First, I have a cracked downpipe flange - or maybe it's called something else. This happened when I was putting the downpipes back in and torquing from underneath - I was going for 24 lbfs when it popped and I stopped.
Here's the pictures.
You can also see that the front pipe has a pretty big gap compared to the rear pipe. Visual inspection and it just looks off.
I've got new seal rings coming and am now wondering if that's enough or if I should use some Permatex hi-temp gasket, anti-seize sealant stuff.
Any insights, suggestions, comments, criticisms, etc. are totally welcome and will be returned in kind, plus beers and BBQ for those that can make it to Austin, TX
You can probably use the retainer as is, although if you're removing the whole downpipe you could weld it up.
I never torque to any spec on those. The sealing rings do collapse, so what's more important is to make sure that the downpipe is seated square into the manifold, and then tighten up the nuts evenly so that the retaining plate is pulled up evenly. I do it in stages and tighten just enough so there is no exhaust leaks. You'll hear a leak, or feel it with your hand when the engine is idling. Then try tightening a 1/4 turn at a time or even less. Just enough to seal it up is all you need.
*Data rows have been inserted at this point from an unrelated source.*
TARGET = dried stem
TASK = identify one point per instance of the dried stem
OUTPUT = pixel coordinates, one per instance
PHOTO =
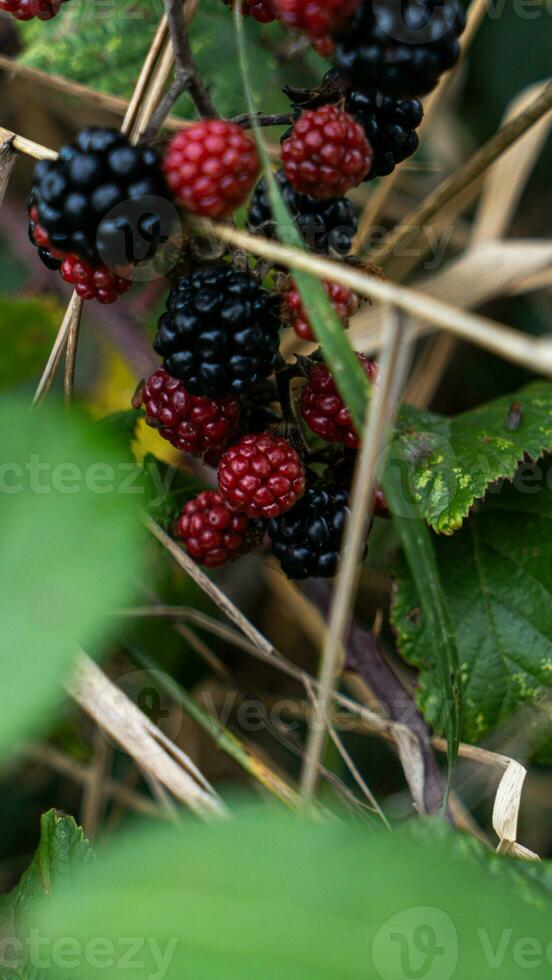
(513, 345)
(71, 350)
(385, 188)
(381, 409)
(187, 77)
(463, 177)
The individual pipes can sit at different lengths into the manifold, that's perfectly normal. Try fitting the downpipe into the manifold on it's own, without the rest of the exhaust system connected if you can, and see how it fits. If you can get it aligned and seated square, then snug it up and hopefully the rest of the exhaust can be fitted. It's a bit of an iterative process to get everything seated and in it's happy place.
I have never found any of the products in a tube can stand up to exhaust temperatures. On a 4.2 XK engine I fitted an exhaust temp gauge just for my interest, and on a long mountain grade I pegged the gauge at 1100C. Consider that steel glows red hot at 750C...
Just got a nice package of goodies from our favorite supplier including new sealing rings. Totally agree on getting the fitting correct and then doing slow torquing all around - you've gotta make sure things seal as level as possible. That was probably my problem the first time, coupled with also reusing the original sealing rings. Well, I'm also 50, lazy, 4 kids, wife, dog, cat, 67 MGB, and the damn heat shields get in the way, what a ...
I do them up from underneath, and I have a socket that incorporates a swivel. Works great for this, plus about 3' of extensions. A standard 3/8" ratchet is enough to do up the nuts.
Reusing the original rings was the problem, they are generally a one time use.
bright side is this will allow you to GUT those horrific and restricting fire hazard cats if fitted to your car.
In the early 90's catalytic converters were optional in the UK, and Jaguar published HP figures with and without cats for the UK market. The power difference was 1%, so not something you'd ever feel.
I put the Euro downpipes on my Series III v12 car and I couldn't tell any performance difference.